Yaklaşık 40 yıl süren derin bir suskunluktan sonra dünya çapında işçi hareketlerinin gelişmesi, sınıf mücadelesinin yükseldiği, ulusal kurtuluş hareketlerinin başarı kazandığı yıllarda tüm bu gelişmelerden Türkiye İşçi Sınıfının etkilenmemesi mümkün değildi. 27 Mayıs 1960 darbesi dolaysız olarak emek hareketinde de sonuçlar üretti. 1961 Anayasası 1924 Anayasasının burjuva özgürlükleri ile yetinmeyip ekonomik ve sosyal haklarada yer verdi. 1961 Anayasası 46.Madde ile ayrımsız bütün çalışanlara sendika hakkı tanıyordu.
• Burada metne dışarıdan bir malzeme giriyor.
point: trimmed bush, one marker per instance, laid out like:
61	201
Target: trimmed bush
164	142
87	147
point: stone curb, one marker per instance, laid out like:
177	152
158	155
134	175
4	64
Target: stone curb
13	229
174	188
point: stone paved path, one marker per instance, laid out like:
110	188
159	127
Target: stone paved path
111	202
Ekim 1961’de yapılan genel seçimler sonrası kurulan koalisyon hükümetinin güvence altına alınmış olan toplu sözleşme ve sendikal haklarla ilgili somut adımlar atmaması üzerine 31 Aralık 1961’de 155 sendika ve 2 bin işçinin katılımıyla miting düzenlendi. İstanbul Saraçhane mitingi olarak bilinen bu miting Türkiye İşçi Sınıfının bir sınıf olarak ayağa kalktığı bir işçi eylemidir. Sınıf olma özelliğini ve iradesini hatırlayan işçi sınıfı bu mitingle gelecek yılların grev ve direnişlerininde fişeğini yakmış oldu.
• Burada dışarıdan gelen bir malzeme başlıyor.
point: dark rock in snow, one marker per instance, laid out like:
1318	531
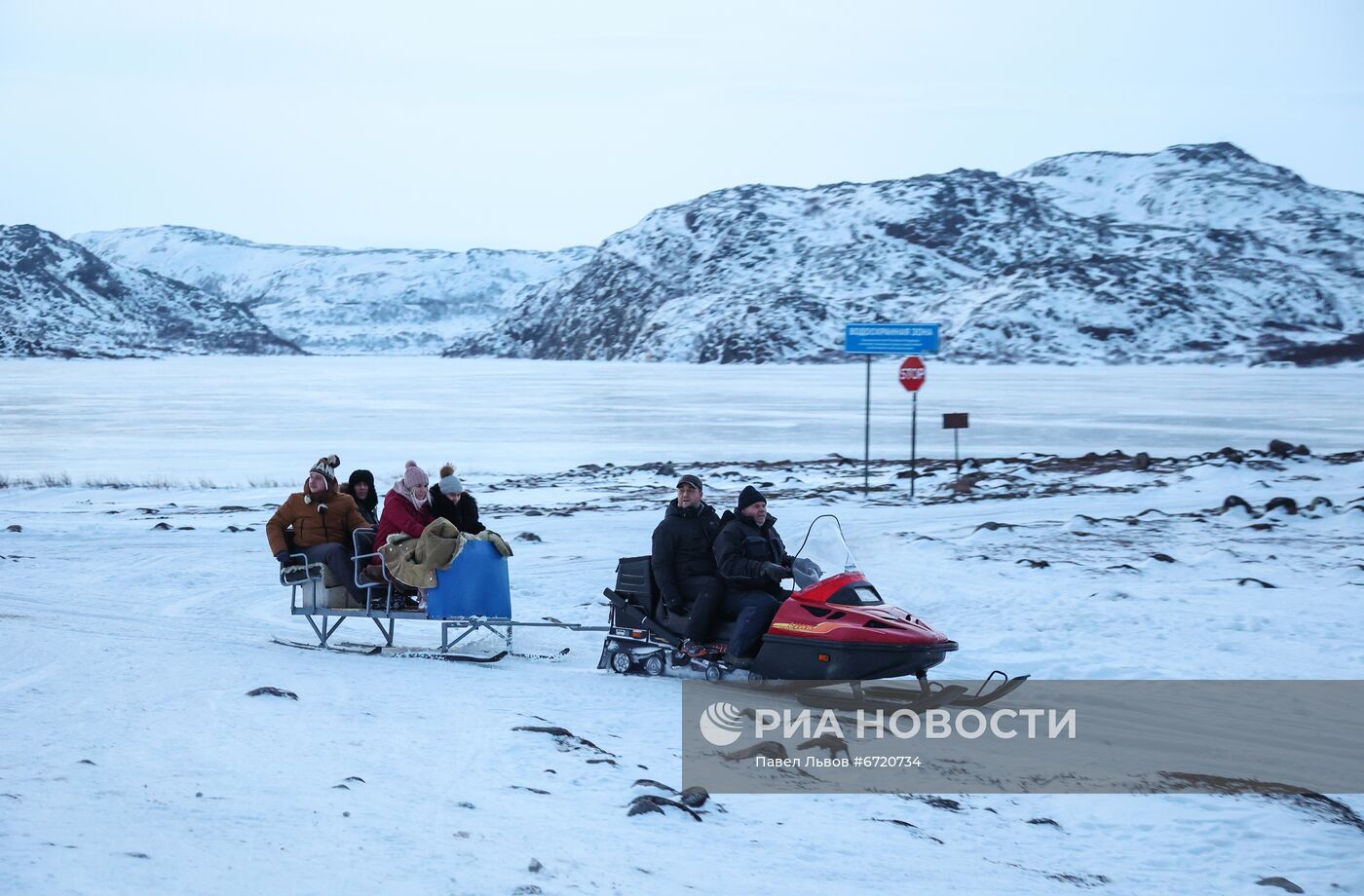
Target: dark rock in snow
565	738
1278	448
695	797
640	804
900	823
829	742
771	749
1288	504
272	691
28 Ocak 1963 Kavel Kablo direnişi : Vehbi KOÇ’un ortaklarından olduğu İstanbul İstinye deki KAVEL KABLO fabrikasında Amerikadan gelen yeni müdürün fazla mesaileri, daha önce ödenen yıllık ikramiyelerin kaldırılması, işçilerin sendikadan istifaya zorlanması, 4 sendika temsilcisinin işten atılması üzerine 28 Ocak 1963 yılında Türk-İş’e bağlı Maden-İş sendikasında örgütlü 173 işçinin greve çıkmasıdır. Fabrikayı işgal eden işçiler idari kadro çalışanlarınıda fabrikaya sokmadılar. Bunun üzerine 14 Şubatta polis işçilere saldırarak 9 işçiyi yaraladı. Bu olayla birlikte başta İstinye halkı olmak üzere Koç grubuna ait fabrikalarda işçilere para toplayıp dayanışma içerisinde bulunuldu. Her geçen gün büyüyen ve militanlaşan Kavel grevi 3 Mart’ta hükümetin devreye girmesiyle son bulur. Direnişin sonunda iten atılan işçiler işe alınır, dava açılan ve tutuklanan işçiler serbest bırakılır. Tüm bunlardan daha önemlisi ise Kavel maddesi olarak anılan 274 nolu Sendikalar yasası ve 275 sayılı Toplu İş Sözleşmesi Grev ve Lokavt yasası 15 Temmuz 1963’te meclisten geçerek 24 Temmuz’da yürürlüğe girdi. Şanlı Kavel direnişi işçi sınıfına ve tüm emekçilere haklarımızı alabilmenin tek yolunun örgütlenmek ve örgütle beraber militan ve devrimci bir mücadele olacağını göstermiştir.